Sparse Parameter Recovery from Aggregated Data
Proceedings of The 33rd International Conference on Machine Learning, PMLR 48:1090-1099, 2016.
Data aggregation is becoming an increasingly common technique for sharing sensitive information, and for reducing data size when storage and/or communication costs are high. Aggregate quantities such as group-average are a form of semi-supervision as they do not directly provide information of individual values, but despite their wide-spread use, prior literature on learning individual-level models from aggregated data is extremely limited. This paper investigates the effect of data aggregation on parameter recovery for a sparse linear model, when known results are no longer applicable. In particular, we consider a scenario where the data are collected into groups e.g. aggregated patient records, and first-order empirical moments are available only at the group level.

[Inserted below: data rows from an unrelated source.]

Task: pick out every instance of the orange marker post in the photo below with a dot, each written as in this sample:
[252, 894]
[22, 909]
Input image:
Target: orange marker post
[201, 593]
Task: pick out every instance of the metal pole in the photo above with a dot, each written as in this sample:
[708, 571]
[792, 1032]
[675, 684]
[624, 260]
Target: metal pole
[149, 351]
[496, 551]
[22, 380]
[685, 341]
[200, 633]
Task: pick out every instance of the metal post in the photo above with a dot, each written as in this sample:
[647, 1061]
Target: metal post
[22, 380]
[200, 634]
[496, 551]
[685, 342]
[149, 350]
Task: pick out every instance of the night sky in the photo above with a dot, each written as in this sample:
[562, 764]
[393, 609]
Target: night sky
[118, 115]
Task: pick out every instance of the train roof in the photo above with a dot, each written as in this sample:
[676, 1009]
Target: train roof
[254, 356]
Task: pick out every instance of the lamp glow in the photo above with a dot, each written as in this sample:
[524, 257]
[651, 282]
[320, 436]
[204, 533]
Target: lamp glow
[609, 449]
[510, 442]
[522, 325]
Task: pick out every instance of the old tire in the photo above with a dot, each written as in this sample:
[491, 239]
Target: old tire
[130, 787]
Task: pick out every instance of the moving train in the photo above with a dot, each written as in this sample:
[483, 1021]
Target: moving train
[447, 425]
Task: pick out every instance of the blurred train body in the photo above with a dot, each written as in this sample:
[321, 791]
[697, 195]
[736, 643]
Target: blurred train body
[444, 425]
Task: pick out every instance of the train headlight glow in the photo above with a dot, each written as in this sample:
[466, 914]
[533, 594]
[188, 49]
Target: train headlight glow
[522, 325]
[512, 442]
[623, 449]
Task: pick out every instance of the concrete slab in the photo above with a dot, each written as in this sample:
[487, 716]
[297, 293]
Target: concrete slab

Despite this obfuscation of individual data values, we can show that the true parameter is recoverable with high probability using these aggregates when the collection of true group moments is an incoherent matrix, and the empirical moment estimates have been computed from a sufficiently large number of samples. To the best of our knowledge, ours are the first results on structured parameter recovery using only aggregated data. Experimental results on synthetic data are provided in support of these theoretical claims. We also show that parameter estimation from aggregated data approaches the accuracy of parameter estimation obtainable from non-aggregated or “individual" samples, when applied to two real world healthcare applications- predictive modeling of CMS Medicare reimbursement claims, and modeling of Texas State healthcare charges.